London, March 22: Patrick French, the authorised biographer of V.S. Naipaul, will be in Calcutta in early May to discuss the Nobel Prize-winning author’s complex engagement with India and Indians.

He follows in the footsteps of Paul Theroux who wrote an anti-Naipaul book.

French, a highly regarded historian, will be on a promotional tour of India following publication by Picador of his not entirely unsympathetic biography of Naipaul, The World Is What It is.

Perhaps it would have been more appropriate to have called the book Naipaul Is What He Is, or even Naipaul Isn’t As Nasty As He Is Made Out To Be (Shobaa De, among many, doesn’t care for him, though).

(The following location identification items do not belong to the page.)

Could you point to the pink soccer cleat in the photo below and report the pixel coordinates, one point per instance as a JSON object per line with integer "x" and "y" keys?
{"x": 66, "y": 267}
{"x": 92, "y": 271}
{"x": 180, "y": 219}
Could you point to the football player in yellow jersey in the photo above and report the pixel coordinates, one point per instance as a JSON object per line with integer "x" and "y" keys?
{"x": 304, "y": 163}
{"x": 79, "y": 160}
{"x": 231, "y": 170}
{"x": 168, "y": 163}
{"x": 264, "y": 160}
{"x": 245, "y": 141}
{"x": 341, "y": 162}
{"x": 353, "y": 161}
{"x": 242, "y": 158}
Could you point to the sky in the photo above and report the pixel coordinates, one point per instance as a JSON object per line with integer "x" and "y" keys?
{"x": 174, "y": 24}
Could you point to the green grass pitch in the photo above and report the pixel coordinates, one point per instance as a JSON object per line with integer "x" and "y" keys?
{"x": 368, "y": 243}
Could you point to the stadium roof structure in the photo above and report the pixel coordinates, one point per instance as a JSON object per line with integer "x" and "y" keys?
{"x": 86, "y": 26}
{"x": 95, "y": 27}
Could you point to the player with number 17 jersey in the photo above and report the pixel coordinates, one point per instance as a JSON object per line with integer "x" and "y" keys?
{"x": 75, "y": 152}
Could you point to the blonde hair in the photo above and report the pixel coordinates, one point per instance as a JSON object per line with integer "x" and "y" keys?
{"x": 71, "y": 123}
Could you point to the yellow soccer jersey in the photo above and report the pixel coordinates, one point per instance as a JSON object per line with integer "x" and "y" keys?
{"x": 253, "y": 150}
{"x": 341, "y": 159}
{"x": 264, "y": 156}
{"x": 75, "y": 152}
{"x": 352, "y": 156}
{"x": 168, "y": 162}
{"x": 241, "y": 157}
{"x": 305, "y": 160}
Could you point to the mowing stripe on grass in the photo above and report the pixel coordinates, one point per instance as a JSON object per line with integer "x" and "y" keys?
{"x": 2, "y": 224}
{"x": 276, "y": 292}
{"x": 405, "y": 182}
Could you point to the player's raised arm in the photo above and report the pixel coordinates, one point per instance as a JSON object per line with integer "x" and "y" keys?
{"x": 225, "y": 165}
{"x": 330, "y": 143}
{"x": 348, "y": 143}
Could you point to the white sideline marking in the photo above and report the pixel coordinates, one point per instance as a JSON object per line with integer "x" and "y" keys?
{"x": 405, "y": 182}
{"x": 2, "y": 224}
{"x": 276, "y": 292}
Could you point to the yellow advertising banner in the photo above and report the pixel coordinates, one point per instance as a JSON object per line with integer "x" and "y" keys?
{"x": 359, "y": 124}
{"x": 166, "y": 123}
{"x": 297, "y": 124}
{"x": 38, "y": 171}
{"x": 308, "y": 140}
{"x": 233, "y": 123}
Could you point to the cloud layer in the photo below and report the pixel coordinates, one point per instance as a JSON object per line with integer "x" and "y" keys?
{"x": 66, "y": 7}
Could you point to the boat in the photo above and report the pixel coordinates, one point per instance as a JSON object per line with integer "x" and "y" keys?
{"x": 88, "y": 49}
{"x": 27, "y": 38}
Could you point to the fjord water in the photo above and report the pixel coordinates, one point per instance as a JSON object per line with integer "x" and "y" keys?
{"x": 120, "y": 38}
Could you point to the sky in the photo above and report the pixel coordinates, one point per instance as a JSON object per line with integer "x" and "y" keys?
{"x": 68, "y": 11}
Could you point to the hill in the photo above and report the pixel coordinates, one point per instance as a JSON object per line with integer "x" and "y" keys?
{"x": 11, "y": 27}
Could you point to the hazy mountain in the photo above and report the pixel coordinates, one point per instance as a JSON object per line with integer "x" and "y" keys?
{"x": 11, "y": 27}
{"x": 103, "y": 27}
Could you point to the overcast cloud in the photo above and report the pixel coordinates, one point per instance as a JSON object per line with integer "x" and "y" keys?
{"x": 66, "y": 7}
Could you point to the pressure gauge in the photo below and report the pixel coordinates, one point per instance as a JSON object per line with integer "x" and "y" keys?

Extracts which have started appearing in The Daily Telegraph in the UK have focussed on his first long but tortured marriage to Patricia Hale, “a slim, small undergraduate with a kind, pretty face” he met at Oxford in the 1950s when Naipaul arrived as a poor scholarship student from Trinidad.

They were both inexperienced virgins when they had sex for the first time after which Naipaul felt obliged to offer her marriage though her lower-middle-class father from a run-down area in Birmingham was against the idea.

The extracts have also dealt with his friendship and spectacular falling out with his protégé, Theroux, and his second marriage to the Pakistani journalist, Nadira Khannum Alvi, who, as Lady Naipaul, now lives with Sir Vidia Naipaul at their country residence in deepest Wiltshire.

The portrait that emerges of a man considered by many to be the greatest living writer in the English language is not always flattering. That he visited prostitutes for many years is not exactly a revelation since Naipaul himself confessed to doing so while describing the soul destroying nature of bought sex.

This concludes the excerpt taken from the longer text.